Blood-based metabolomics, the challenges

However, translating the findings from blood-based metabolomics studies into the clinic is not without its challenges. 

Limitations in the reproducibility, validation and standardization of metabolomic biomarkers within diverse cohorts forms a barrier to their use in the clinic. 

“Advances in high-throughput, comprehensive analytical platforms, such as enhanced sensitivity mass spectrometry methods and standardized analytical workflows, are enabling more efficient and reproducible metabolomic profiling,” explained Zhao. “These developments facilitate larger-scale studies, improve data quality and strengthen biomarker validation, thus bridging the gap between metabolomics research and clinical practice.” 

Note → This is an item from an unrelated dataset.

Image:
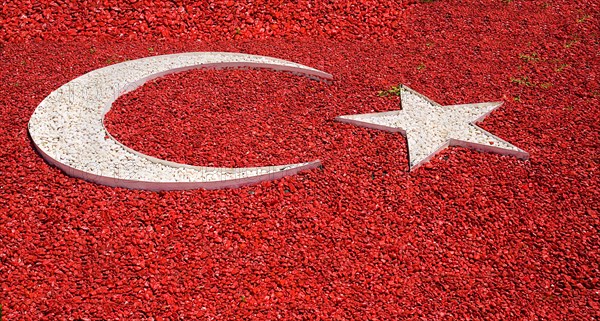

“As these technological improvements continue, metabolomics is expected to increasingly impact precision medicine and diagnostics,” he continued. 

Zhao will be presenting at the Annual Society for Mass Spectrometry conference 2025, discussing The Metabolomics Innovation Centre's work, led by Dr. Xian Luo, on a newly developed small-scale, highly accurate and reproducible platform (SHARP), which allows the sensitive profiling of metabolites and lipids from just a single droplet of blood.  

“I'm particularly excited to share how this technology significantly enhances analytical sensitivity and precision, opening new possibilities for minimally invasive metabolomics studies, personalized diagnostics and clinical research,” Zhao told Technology Networks.